O Pebble Beach Concours d'Elegance criou padrão, individualização e fama mundiais. O convite valoriza os 140 automóveis. Ser um dos melhores, dobra seu valor. Ser o Best of Show, multiplica -- e note, são veículos de centenas de milhares ou alguns milhões de dólares. É o marketing do charme. Esta 49a. edição homenageou a Packard e seus 100 anos. Foram a unidade no. 1 e exemplares com carrocerias especiais, desconhecidas no Brasil, pinturas a refletir grama e flores... O Best of Show, inacreditável Daimler Double Six Special Saloon, motor V com 12 cilindros, cujos cromados e pintura eram superlativas, absolutamente dentro do evento: muito superiores à sua construção em 1932.

SEM PARÂMETRO

Um Alfa Romeo 8C 2900B Cabriolet Pininfarina, 1937, bateu todos os recordes de preço assinalados pela Casa Christie's nesta década: impensáveis US$ 3.700.000. Mas o Maserati Ghibli, '72, perfeito, ex-Frank Sinatra, mereceu meros US$ 38.000. Um Mercedes Gull Wing, perfeito para exposições brasileiras, mas para reforma nos padrões europeus e norte-americanos, saiu por US$ 140.000. Num Fiat 500, com teto em lona listrada, um insano pagou risíveis US$ 34.000; um Morris Mini Cooper obteve o mesmo preço de um Jaguar E Type V12: US$ 38.000. Um Ford Thunderbird '57, janela Opera, opção supercharger, e rodas raiadas, objeto do desejo, US$ 65.000.

FILOSOFIA

O Mais do Mais buscado em Pebble Beach, criou os Carros de Exposição, tão acima da originalidade máxima, que não rodam para não se desgastar.

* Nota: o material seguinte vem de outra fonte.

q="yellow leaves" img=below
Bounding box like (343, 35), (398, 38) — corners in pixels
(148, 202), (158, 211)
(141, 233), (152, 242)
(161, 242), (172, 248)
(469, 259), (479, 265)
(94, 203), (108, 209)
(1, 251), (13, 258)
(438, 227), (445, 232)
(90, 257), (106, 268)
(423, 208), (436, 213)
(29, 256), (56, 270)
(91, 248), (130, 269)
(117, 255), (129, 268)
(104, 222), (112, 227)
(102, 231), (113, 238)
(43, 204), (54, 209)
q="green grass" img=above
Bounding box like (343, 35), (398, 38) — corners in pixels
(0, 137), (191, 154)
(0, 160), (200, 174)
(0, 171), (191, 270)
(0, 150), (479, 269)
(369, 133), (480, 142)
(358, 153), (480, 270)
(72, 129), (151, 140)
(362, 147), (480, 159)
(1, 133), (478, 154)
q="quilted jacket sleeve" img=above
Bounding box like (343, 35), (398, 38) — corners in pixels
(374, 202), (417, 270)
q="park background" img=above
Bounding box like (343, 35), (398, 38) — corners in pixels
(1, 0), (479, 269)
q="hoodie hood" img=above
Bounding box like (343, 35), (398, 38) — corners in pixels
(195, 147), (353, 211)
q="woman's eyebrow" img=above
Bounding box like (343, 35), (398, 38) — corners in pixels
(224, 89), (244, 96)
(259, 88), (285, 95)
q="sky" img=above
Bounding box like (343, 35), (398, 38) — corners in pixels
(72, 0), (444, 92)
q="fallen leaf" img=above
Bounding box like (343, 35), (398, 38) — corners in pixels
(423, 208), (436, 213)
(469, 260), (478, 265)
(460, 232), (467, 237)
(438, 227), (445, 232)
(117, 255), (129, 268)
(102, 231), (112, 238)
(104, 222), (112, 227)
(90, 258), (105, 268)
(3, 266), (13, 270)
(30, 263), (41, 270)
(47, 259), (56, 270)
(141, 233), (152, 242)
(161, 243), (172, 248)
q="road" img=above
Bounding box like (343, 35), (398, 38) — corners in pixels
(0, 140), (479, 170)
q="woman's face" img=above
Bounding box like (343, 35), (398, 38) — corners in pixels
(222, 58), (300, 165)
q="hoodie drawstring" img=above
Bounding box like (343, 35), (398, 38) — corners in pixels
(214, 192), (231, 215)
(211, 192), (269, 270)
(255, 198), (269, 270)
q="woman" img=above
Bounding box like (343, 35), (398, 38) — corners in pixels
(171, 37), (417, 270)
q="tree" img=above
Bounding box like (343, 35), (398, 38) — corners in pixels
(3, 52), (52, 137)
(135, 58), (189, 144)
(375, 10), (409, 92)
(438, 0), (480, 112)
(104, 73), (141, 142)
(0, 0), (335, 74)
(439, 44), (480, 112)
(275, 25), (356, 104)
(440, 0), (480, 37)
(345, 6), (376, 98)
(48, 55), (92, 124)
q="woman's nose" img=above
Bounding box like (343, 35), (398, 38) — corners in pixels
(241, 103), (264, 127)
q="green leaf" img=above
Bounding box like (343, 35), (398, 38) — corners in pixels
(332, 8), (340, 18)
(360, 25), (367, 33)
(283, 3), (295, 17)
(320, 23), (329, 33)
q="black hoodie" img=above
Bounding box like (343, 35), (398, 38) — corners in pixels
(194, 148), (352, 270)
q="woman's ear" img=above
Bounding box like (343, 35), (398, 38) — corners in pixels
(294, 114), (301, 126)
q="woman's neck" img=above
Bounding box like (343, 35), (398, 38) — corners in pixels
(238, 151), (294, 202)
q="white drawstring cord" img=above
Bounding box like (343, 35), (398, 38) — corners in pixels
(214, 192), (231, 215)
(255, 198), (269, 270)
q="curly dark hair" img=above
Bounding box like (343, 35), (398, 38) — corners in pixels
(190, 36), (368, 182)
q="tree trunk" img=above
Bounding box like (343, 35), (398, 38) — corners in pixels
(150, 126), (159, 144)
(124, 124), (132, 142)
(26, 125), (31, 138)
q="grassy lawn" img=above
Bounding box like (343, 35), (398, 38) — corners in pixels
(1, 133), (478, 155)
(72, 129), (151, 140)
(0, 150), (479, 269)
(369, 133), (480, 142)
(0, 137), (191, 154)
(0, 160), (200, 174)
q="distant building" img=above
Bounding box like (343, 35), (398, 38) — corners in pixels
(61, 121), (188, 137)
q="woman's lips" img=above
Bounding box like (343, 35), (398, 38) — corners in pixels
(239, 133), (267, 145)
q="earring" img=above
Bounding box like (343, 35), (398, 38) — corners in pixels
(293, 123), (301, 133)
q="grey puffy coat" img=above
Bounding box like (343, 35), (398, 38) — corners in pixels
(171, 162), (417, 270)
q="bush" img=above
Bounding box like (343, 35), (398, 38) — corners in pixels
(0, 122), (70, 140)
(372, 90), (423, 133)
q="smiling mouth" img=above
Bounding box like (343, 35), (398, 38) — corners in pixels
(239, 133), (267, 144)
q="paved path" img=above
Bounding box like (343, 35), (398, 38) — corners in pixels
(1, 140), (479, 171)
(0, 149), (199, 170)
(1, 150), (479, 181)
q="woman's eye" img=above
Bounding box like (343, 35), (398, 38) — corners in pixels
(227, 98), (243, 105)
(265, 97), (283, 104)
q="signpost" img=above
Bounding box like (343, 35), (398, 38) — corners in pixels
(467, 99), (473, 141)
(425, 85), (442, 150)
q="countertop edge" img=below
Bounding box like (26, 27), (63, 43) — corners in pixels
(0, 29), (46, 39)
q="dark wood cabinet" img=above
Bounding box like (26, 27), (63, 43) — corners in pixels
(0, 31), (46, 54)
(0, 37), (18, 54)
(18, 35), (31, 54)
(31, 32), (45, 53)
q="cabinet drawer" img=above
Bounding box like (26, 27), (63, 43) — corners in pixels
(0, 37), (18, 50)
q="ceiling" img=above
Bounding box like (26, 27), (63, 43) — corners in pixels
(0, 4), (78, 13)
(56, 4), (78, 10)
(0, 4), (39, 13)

O próximo irá de 16 a 20 de agosto de 2000. É uma aula a quem gosta dos antigos. Se é seu caso, avie-se para conseguir vaga em hotel. Não é fácil. No fim de semana de 4 dias, participantes, famílias, organizadores, transportadores, corretores de seguro e transporte, vendedores de serviços, expositores, imprensa, visitantes de todo o mundo, lotam os hotéis.

Sou crítico assumido da restauração superior à obra original, mera demonstração de tecnologia moderna movida a muito dinheiro -- o que não é o espírito da preservação dos veículos antigos. Mas entendo os eventos de Pebble Beach como válidos ensinamentos, a começar pelos concursos com jurados competentes e parâmetros para julgamento, incentivando o aperfeiçoamento e a qualidade. Pelo padrão, pela forma de apresentação, pelos leilões. É um programa bonito e instrutivo. Para aplaudir ou criticar, conheça.